And someone "dropped it"... <facepalm>
Japan airport staff dash to replace passcodes after security cock-up
The dangers of writing passwords down on paper were laid bare in the Japanese airport of Haneda this week after a member of staff managed to lose a note containing key security codes ahead of US president Barack Obama’s arrival today. The unlucky Skymark Airlines employee dropped the memo – which contained a list of the codes …
-
-
-
Wednesday 23rd April 2014 07:51 GMT 's water music
Re: Epic fail
Notes containing passcodes are supposed to be stuck to the bottom of ones keyboard!

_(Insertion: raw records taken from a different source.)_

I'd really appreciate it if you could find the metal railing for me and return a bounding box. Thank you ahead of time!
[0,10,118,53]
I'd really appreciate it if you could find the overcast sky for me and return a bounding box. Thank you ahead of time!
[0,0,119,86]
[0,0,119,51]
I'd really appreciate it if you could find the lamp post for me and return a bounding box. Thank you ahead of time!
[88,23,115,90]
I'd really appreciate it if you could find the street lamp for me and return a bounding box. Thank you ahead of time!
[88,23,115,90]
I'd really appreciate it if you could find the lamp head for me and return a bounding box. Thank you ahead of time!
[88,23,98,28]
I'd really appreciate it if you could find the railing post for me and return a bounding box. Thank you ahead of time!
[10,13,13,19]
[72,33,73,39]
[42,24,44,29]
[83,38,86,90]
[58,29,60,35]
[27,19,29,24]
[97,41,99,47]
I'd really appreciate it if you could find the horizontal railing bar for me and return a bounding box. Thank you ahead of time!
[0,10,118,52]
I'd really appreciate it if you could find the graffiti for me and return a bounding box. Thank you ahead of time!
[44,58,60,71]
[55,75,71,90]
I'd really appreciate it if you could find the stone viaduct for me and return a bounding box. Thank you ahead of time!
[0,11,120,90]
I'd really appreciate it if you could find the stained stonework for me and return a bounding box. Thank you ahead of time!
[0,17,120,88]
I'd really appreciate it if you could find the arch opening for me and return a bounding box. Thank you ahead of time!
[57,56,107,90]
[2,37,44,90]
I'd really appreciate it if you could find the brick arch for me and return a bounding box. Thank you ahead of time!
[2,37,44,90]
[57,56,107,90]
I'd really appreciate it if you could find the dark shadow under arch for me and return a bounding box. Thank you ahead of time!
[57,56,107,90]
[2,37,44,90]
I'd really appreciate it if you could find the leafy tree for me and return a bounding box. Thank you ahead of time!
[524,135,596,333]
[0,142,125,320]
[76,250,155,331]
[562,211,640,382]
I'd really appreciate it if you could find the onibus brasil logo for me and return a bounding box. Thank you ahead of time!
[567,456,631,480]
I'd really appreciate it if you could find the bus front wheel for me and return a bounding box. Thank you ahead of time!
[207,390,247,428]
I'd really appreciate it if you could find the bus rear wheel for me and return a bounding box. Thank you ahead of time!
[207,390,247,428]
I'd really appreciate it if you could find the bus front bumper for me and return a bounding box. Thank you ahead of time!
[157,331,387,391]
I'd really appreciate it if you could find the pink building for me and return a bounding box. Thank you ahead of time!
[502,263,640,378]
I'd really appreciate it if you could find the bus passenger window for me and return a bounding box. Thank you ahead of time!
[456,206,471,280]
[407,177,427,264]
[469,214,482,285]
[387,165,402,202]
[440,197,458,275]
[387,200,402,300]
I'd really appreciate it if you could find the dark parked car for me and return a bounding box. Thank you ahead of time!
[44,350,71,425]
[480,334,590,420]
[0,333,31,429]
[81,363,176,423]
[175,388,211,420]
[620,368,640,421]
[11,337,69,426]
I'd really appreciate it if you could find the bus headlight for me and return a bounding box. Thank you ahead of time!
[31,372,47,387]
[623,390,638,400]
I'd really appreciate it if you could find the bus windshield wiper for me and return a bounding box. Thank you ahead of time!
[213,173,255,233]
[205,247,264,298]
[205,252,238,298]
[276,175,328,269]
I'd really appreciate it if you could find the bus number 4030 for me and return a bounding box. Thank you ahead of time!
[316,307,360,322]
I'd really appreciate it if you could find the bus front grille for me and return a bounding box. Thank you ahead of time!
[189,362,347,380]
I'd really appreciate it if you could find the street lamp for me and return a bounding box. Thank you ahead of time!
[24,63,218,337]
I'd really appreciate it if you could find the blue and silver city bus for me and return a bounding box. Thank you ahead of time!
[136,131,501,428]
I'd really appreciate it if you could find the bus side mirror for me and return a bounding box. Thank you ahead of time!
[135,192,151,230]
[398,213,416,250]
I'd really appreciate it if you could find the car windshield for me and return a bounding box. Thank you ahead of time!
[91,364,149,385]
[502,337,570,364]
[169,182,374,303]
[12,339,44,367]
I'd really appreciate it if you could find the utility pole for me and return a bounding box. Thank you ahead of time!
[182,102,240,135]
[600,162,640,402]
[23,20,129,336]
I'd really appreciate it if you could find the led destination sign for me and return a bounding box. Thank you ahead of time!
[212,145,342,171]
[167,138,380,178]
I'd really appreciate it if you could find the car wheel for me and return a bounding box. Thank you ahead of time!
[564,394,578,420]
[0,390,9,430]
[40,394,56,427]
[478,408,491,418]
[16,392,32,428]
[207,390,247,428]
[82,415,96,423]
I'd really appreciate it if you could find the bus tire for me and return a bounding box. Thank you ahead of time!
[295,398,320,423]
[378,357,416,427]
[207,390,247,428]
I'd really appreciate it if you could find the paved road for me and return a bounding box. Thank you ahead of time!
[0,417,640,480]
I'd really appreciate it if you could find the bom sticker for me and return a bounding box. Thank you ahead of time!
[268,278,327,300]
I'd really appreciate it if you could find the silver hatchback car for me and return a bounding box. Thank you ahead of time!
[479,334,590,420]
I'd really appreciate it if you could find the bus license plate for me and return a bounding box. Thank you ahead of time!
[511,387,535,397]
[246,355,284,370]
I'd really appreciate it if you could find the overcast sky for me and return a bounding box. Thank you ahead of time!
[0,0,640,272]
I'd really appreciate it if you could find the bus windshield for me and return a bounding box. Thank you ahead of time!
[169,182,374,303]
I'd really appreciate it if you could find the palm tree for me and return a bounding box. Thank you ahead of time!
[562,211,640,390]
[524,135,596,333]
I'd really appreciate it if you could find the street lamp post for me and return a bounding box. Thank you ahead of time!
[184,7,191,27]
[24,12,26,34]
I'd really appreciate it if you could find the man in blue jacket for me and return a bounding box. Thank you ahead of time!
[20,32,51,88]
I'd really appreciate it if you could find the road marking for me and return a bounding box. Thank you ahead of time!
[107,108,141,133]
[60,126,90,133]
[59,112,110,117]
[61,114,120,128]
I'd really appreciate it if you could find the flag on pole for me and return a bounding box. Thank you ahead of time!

You have obviously never managed a helpdesk. Do you have any idea of the call volumes from people who have forgotten that their password cribsheet is underneath the keyboard after a bank holiday weekend? Best practice remains to stick the post-it to the monitor bezel. If security is critical, the post-it may be applied to a flat surface and obscured with a gonk.
-
-
Wednesday 23rd April 2014 09:56 GMT James Micallef
With biometrics being too unereliable / easily spoofable / invitation to digital amputation (delete as appropriate), passwords / passcodes still offer the best combination of easy/cheap/secure for electronic access. Although 'cheap' doesn't seem so cheap after you quantify in any potential losses due to security breaches. You get what you pay for.
In this case, since it's physical access, what's wrong with plain old keys?
-
-
Wednesday 23rd April 2014 16:01 GMT Anonymous Coward
"In this case, since it's physical access, what's wrong with plain old keys?"
Volume. And if you drop it someone can pick it up and use it. With a combination you can't drop something you know. Unless you have a half dozen to remember and have to write them down...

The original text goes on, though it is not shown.